Já no primeiro dia de governo, Bolsonaro excluiu três órgãos colegiados da estrutura da Presidência da República por meio de uma medida provisória. A tentativa do Congresso de recriar dois deles foi alvo de veto presidencial.

Três meses mais tarde, editou um decreto que extinguia colegiados ligados à administração federal de modo indiscriminado, sob a justificativa de racionalização da administração pública e corte de gastos.

Se os efeitos da participação social podem soar como algo distante para boa parte da população, no nível federal, os possíveis impactos de quando ela deixa de existir no nível local são por vezes sentidos de maneira bastante concreta.

Como mostrou a Folha, em regiões que convivem com a seca, a perda de controle social por conselhos municipais e ONGs favoreceu o uso político da distribuição de cisternas. Ao invés de tomar como critério as reais necessidades das famílias do semiárido, a entrega tem sido condicionada a apoios políticos.

Ainda que mais distantes do cotidiano, contudo, colegiados em que representantes da sociedade civil e o governo federal sentam juntos para definir e debater políticas públicas podem ter impactos relevantes a longo ou curto prazo.

Durante o governo Bolsonaro, decretos alterando a composição de conselhos abriram caminho, por exemplo, para que o governo federal conseguisse revogar, no ​Conama (Conselho Nacional do Meio Ambiente), normas de proteção a restingas e mangues, importantes para a preservação ambiental.

O emprego do direito por Bolsonaro com medidas que impactaram a sociedade civil e sua participação no governo é tema de parte dos artigos de livro que será publicado em 2022 pelo Projeto sobre Estado de Direito e Legalismo Autocrático (em inglês, PAL), que envolve acadêmicos de diferentes países e universidades.

De acordo com Carla de Paiva Bezerra, que é pesquisadora do Cebrap (Centro Brasileiro de Análise e Planejamento), as medidas contra a participação social são um exemplo de como Bolsonaro testa os limites legais e as próprias instituições. “Eu vou até o limite do que a lei permite, aí vem o STF e barra.”
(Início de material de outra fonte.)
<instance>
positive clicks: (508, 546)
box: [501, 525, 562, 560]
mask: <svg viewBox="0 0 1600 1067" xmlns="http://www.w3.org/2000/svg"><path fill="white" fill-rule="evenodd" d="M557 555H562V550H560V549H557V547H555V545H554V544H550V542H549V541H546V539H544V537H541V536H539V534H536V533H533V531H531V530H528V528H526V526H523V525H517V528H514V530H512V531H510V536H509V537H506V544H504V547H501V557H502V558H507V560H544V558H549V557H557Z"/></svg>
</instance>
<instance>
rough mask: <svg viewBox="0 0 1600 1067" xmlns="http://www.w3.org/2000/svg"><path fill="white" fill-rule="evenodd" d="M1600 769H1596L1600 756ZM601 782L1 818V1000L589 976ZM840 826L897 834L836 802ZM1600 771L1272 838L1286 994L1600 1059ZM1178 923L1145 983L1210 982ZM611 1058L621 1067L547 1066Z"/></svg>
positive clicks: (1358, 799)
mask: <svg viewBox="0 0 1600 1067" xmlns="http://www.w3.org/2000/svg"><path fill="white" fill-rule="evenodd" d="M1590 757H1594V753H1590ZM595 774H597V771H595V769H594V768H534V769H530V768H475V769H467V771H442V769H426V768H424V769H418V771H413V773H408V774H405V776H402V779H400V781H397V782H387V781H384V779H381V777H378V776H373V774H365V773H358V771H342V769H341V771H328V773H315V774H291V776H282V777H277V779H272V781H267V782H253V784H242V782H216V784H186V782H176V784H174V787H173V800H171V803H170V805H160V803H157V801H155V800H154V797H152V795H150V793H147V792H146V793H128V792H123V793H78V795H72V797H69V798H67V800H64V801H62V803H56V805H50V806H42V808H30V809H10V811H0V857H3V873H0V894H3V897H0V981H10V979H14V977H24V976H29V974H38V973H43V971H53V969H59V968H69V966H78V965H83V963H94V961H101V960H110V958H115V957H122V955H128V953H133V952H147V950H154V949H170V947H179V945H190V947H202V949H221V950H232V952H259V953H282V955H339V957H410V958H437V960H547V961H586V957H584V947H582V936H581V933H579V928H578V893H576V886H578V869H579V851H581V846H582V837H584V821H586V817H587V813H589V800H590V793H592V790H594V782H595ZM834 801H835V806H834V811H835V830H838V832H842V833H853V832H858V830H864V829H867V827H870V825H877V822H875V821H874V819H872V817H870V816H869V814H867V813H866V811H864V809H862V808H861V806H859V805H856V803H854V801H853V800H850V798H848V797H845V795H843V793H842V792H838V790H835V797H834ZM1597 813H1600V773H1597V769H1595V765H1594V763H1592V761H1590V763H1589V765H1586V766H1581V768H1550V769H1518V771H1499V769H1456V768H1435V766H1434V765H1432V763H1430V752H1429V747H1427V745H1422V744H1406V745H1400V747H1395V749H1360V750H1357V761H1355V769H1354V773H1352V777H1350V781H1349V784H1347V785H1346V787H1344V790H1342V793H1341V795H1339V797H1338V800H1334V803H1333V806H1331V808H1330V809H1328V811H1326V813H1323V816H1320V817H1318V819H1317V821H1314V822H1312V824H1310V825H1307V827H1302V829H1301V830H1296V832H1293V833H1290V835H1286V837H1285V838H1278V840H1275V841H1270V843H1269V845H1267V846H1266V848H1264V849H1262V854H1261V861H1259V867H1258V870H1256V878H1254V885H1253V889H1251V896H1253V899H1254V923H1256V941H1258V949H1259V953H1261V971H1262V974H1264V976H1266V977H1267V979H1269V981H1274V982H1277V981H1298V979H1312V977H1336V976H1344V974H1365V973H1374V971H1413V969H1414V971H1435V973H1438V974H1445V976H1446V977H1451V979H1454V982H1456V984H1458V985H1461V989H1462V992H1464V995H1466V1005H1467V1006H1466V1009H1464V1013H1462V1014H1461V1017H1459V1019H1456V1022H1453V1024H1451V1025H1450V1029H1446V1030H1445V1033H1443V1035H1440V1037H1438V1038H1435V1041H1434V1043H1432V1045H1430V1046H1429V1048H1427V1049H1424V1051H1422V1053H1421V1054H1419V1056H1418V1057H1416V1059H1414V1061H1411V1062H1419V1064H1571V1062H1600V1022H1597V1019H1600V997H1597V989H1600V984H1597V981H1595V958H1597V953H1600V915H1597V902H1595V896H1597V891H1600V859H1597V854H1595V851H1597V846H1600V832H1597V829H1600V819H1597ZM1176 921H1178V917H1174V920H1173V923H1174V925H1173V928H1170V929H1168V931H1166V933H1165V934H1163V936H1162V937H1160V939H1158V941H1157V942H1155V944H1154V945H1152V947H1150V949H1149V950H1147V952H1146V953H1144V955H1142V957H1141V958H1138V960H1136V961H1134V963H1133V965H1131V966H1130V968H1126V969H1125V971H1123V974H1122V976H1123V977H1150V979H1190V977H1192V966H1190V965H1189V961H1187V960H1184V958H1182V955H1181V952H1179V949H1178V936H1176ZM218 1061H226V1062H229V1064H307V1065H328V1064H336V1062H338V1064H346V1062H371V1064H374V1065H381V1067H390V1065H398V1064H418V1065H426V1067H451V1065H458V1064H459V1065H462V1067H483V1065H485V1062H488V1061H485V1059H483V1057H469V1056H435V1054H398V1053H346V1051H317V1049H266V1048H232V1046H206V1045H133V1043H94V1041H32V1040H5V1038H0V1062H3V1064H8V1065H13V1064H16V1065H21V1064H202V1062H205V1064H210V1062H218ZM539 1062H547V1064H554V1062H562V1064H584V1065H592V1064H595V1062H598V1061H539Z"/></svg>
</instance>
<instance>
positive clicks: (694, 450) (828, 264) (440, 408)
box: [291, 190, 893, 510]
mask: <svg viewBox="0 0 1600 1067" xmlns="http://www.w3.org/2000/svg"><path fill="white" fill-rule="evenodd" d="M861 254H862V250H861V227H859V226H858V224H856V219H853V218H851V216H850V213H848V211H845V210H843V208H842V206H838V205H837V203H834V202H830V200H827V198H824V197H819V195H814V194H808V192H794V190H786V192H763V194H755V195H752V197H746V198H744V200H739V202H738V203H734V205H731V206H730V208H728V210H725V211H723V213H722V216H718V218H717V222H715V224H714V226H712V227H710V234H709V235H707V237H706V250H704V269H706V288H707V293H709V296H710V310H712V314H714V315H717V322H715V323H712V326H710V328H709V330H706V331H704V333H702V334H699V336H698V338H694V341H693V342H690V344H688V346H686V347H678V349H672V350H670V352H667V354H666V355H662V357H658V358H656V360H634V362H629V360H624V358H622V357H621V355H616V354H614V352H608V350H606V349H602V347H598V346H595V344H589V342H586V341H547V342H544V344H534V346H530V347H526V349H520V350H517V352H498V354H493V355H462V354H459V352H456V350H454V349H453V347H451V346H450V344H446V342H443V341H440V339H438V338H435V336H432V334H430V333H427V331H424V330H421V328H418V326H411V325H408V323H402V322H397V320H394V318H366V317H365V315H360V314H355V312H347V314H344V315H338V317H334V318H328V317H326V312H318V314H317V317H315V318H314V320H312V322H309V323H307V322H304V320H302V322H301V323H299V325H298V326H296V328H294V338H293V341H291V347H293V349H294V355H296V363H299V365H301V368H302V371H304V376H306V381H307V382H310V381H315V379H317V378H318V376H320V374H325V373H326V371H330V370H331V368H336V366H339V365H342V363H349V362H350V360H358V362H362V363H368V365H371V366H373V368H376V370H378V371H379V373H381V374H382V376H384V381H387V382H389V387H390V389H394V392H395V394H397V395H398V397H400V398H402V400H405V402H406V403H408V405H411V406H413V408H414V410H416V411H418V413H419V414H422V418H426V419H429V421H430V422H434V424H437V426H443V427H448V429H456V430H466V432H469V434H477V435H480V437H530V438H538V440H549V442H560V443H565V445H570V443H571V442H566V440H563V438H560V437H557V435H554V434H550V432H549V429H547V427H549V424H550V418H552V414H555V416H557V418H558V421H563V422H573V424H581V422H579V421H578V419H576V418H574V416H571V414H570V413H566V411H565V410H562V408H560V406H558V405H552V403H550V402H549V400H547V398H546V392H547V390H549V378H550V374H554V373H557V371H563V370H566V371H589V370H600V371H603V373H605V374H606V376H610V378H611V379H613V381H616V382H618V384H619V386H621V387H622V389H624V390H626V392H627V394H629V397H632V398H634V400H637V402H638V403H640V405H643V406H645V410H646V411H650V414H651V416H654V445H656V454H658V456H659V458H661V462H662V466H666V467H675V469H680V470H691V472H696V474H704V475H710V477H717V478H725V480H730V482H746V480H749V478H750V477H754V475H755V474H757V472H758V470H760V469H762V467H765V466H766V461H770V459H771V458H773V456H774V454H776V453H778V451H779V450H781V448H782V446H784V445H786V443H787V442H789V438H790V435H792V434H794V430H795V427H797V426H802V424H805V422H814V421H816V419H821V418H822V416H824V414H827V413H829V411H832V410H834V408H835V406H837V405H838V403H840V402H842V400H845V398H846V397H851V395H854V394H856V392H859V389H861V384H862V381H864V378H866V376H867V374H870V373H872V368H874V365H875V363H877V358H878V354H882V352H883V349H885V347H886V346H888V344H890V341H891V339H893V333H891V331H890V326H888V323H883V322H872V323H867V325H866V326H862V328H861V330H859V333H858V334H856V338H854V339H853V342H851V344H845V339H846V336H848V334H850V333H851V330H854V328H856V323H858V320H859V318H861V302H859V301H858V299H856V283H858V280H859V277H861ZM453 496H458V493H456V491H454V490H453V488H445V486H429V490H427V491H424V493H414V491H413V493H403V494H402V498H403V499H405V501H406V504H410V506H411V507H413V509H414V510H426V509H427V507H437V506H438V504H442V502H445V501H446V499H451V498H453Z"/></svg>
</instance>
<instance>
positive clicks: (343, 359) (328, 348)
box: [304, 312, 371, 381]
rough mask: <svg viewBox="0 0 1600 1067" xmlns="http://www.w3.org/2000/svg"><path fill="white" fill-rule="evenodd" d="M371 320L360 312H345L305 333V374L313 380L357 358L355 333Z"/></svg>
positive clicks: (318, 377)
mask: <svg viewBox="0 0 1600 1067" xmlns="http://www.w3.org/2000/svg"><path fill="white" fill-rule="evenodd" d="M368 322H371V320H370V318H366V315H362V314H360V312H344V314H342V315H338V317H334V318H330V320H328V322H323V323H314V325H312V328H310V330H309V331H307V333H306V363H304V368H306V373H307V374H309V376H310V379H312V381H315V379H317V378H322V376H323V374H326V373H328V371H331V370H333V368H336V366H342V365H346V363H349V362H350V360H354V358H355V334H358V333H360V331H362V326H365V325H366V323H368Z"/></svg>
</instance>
“O governo pode editar um decreto para regulamentar o funcionamento do conselho? Ele pode. Só que a forma de regulamentação e como isso é feito de forma sistemática sempre no intuito de reduzir a participação, de retirar os espaços de debate, quando você olha o conjunto, isso começa a se caracterizar de modo autoritário”.

Juntos, Bezerrra, Paulo Henrique Cassimiro, que é professor de ciência política da Uerj (Universidade do Estado do Rio de Janeiro), e o doutorando em direito na USP (Universidade de São Paulo) Henrique de Almeida Castro buscaram mapear o que consideram ser as frentes de ação do governo Bolsonaro que se inserem no debate de “fechamento do espaço cívico”.

Tal fenômeno vem sendo identificado, ao redor do mundo, em governos marcados pela adoção de estratégias legais e extralegais para afetar ativistas e ONGs que se contrapõem às preferências da liderança no poder.

Na avaliação dos pesquisadores, o sucesso das investidas de Bolsonaro dependeu da existência ou não de outros atores que pudessem vetá-las, como o STF e o Congresso.

No caso dos decretos contra os espaços de participação, a arena principal foi o STF.

Ao analisar o mais amplo decreto sobre o tema, que extinguia colegiados federais que tivessem sido criados por decretos ou outras normas infralegais, a maioria dos ministros entendeu que colegiados que estivessem previstos em lei não poderiam ser encerrados pelo presidente.

Cinco ministros queriam revogar o decreto integralmente, mas foram vencidos.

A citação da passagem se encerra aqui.